Translate your benchmark data and technical insights into compelling, high-impact marketing assets and performance-driven sales enablement materials.
Collaborate closely with Product Management, ASIC and Software architecture and Sales teams, provide feedback on product features, and ensure our performance results are technically accurate and impactful.
What we need to see:
B.Sc in Computer Science or Software Engineering or equivalent experience
5+ years of experience benchmarking and analyzing high‑performance networking solutions, including RDMA, MPI, and large‑scale collective communication frameworks.
Hands‑on expertise in testing and benchmarking deep learning workloads on our GPUs with CUDA, TensorFlow, and PyTorch, focused on validating and demonstrating distributed training and inference performance over NCCL, RoCE, and RDMA.

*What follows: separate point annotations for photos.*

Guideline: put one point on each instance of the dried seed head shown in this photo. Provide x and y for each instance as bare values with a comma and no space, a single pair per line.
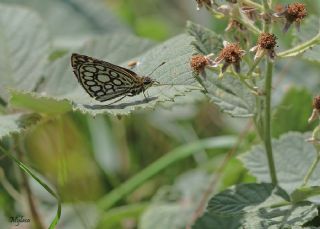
199,62
267,41
207,3
232,53
316,103
296,12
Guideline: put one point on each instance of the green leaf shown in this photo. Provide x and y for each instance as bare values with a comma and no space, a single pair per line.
16,123
26,170
292,155
228,93
61,84
24,49
32,101
173,207
210,221
261,206
307,41
292,112
206,41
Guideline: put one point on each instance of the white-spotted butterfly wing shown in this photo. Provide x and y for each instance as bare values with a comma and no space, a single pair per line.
105,81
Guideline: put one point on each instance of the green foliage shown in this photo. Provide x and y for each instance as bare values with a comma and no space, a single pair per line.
257,206
292,112
112,162
293,156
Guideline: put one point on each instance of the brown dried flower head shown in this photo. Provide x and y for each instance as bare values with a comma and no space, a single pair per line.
267,41
293,13
235,24
231,54
316,109
266,44
199,62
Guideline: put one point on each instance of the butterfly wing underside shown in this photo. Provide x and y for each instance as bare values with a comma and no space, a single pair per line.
102,80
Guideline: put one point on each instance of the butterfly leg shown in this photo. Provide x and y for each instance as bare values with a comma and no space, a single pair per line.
145,96
121,98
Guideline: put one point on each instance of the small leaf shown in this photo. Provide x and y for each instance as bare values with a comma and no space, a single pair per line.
61,84
16,123
292,155
24,49
228,93
292,113
173,208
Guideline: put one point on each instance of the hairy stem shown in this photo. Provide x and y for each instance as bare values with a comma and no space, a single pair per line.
267,124
301,48
38,224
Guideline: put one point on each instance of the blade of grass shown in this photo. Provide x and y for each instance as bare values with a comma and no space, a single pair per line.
45,186
155,168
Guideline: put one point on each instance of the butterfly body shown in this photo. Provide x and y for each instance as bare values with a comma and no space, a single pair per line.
105,81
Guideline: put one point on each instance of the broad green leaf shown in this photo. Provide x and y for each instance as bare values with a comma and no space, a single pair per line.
61,84
292,113
261,206
206,41
228,93
15,123
292,155
24,48
307,41
173,208
304,193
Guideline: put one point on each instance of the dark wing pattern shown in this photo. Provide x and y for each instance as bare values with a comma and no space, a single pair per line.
102,80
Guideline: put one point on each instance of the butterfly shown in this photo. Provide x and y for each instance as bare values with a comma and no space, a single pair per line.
105,81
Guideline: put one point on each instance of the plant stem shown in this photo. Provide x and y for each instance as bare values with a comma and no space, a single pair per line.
267,124
301,48
38,224
311,170
155,168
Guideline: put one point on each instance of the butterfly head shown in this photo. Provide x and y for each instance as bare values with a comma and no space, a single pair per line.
147,82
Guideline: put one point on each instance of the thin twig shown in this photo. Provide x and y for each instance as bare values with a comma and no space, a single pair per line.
216,177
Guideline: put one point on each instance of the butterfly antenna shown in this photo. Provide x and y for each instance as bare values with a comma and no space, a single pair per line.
156,68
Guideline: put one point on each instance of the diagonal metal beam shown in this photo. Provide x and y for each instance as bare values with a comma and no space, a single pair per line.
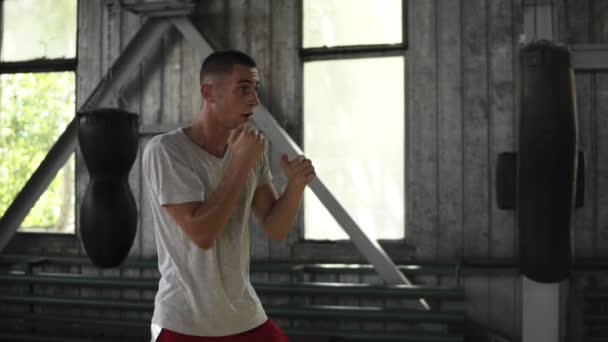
119,73
282,143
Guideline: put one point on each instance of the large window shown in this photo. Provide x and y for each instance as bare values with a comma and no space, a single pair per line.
37,101
354,113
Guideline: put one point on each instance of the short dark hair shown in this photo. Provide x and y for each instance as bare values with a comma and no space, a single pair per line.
222,62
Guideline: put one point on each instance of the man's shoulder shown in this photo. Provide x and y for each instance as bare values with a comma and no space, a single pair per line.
165,140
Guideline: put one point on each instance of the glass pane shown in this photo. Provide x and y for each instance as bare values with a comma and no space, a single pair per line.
34,29
354,134
351,22
35,108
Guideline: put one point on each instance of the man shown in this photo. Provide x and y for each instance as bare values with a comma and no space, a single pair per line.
203,181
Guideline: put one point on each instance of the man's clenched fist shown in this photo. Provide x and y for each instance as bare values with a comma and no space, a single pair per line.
299,171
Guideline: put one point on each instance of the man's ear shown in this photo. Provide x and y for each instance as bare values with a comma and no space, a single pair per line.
207,92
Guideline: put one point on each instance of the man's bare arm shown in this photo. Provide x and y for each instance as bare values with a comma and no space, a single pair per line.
276,215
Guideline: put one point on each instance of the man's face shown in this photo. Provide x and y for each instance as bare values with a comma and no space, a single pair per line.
235,96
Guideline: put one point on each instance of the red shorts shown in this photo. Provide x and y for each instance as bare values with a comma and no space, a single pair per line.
267,332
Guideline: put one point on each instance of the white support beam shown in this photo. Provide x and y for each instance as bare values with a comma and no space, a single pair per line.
282,143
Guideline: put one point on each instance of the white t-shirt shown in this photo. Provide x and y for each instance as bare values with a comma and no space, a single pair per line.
201,292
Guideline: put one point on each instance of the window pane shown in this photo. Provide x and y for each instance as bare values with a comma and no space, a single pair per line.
351,22
34,29
354,134
35,108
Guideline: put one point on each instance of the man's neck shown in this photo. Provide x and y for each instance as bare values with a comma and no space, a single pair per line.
209,135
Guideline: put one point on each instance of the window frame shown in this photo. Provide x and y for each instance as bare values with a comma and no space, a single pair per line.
343,52
43,65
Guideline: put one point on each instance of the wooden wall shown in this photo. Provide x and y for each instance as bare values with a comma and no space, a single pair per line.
462,77
462,91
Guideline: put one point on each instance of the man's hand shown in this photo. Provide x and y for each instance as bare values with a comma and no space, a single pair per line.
247,145
299,171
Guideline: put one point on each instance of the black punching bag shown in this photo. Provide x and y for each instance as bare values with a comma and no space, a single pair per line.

Shown proficiency in Performance Analysis methodologies and techniques.
Understanding of Ethernet and high-performance networking.
Programming experience with Python, Bash and C languages.
Experience with distributed job orchestration (Slurm, Kubernetes).
Experience with Linux OS distros.
Fast and self-learning capabilities with strong analytical and problem-solving skills.
In-depth knowledge and experience with AI workloads and benchmarking for large-scale distributed training/inference systems.
Ways to stand out from the crowd:
Strong Performance Analysis skills and methodologies using modern tools.
Deep knowledge in AI/Data Center Ethernet networks protocols and best-practices (Clos fabrics, BGP, VXLAN, etc.).
Hands-on experience with automation, CI/CD pipelines and DevOps practices.
Expertise in AI fabrics telemetry including metrics capturing and analysis as well as telemetry tools such as Prometheus and Grafana.
In-depth System knowledge and understanding (Intel / AMD / ARM CPUs, NVIDIA GPUs, NIC, Memory, PCI).